Time-Series-Forecasting

Abstract— The rise of the Internet of Things (IoT) devices and the streaming platform has tremendously increased the data in motion or streaming data. It incorporates a wide variety of data, for example, social media posts, online gamers in-game activities, mobile or web application logs, online e-commerce transactions, financial trading, or geospatial services.

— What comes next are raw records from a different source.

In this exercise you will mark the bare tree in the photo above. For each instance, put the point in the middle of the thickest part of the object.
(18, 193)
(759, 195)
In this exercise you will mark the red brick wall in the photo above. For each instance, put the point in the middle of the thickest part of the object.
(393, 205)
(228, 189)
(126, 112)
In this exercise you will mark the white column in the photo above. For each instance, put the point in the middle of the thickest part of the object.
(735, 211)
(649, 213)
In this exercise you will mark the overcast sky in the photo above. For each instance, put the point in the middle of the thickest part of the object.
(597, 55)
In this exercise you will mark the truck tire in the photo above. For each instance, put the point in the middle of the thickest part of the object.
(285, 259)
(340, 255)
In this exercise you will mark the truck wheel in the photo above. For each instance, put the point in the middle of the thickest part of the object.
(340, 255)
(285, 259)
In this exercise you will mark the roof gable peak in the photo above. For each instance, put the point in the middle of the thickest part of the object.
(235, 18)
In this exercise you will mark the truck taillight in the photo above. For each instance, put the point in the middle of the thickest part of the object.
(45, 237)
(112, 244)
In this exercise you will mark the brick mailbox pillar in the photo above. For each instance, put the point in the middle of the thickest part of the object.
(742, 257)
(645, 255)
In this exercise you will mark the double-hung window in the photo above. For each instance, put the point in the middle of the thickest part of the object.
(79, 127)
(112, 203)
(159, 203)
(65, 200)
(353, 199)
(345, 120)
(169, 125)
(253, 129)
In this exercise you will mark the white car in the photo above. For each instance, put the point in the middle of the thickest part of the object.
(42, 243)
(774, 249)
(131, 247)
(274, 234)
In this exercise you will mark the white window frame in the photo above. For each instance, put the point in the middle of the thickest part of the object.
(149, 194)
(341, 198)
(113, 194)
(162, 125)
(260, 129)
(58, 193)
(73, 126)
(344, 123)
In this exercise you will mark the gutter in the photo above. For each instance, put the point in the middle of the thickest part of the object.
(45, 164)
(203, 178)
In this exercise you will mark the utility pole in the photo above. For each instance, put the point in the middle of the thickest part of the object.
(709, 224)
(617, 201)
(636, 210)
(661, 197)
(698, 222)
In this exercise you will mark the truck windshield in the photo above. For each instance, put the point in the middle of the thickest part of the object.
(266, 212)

Accurate and efficient forecasting based on real-time data is a critical part of the operation in areas like energy & utility consumption, healthcare, industrial production, supply chain, weather forecasting, financial trading, agriculture, etc. Statistical time series forecasting methods like Autoregression (AR), Auto- Regressive moving average (ARIMA), and Vector Autoregression (VAR), face the challenge of concept drift in the streaming data, i.e., the properties of the stream may change over time. The other challenge is the efficiency of the system to update the Machine Learning (ML) models which are based on these algorithms to tackle the concept drift. In this paper, we propose a novel framework to tackle both of these challenges. The challenge of adaptability is addressed by applying the Lambda architecture to forecast future state based on three approaches simultaneously: batch (historic) data-based prediction, streaming (real-time) data-based prediction, and hybrid prediction by combining the first two. To address the challenge of efficiency, we implement a distributed V AR algorithm on top of the Apache Spark big data platform. To evaluate our framework, we conducted experiments on streaming time series forecasting with three types of data sets of experiments: data without drift, data with gradual drift, data with abrupt drift. The experiments show the differences of our three forecasting approaches in terms of accuracy and adaptability.

Our Architecture

alt text

Content Description

Directory Content
jars contains required jarfiles for Apache Kafka
lambda code all the layers in lambda architecture and custom VAR
models saved VAR models
source contains data with normal, abrupt and gradual drift
streaming code to generate data streams
train code to train the model for batch layer

Pre-requistes

  • Apache Kafka 2.11 or above
  • Python 3.6 or above
  • Pyspark 2.4 or above

Publication

If you make use of this code in your own work, please cite our paper:

Arjun Pandya, Oluwatobiloba Odunsi, Chen Liu, Alfredo Cuzzocrea, Jianwu Wang. Adaptive and Efficient Streaming Time Series Forecasting with Lambda Architecture and Spark. In Proceedings of the 2020 IEEE International Conference on Big Data (BigData 2020), pages 5182-5190, IEEE, 2020.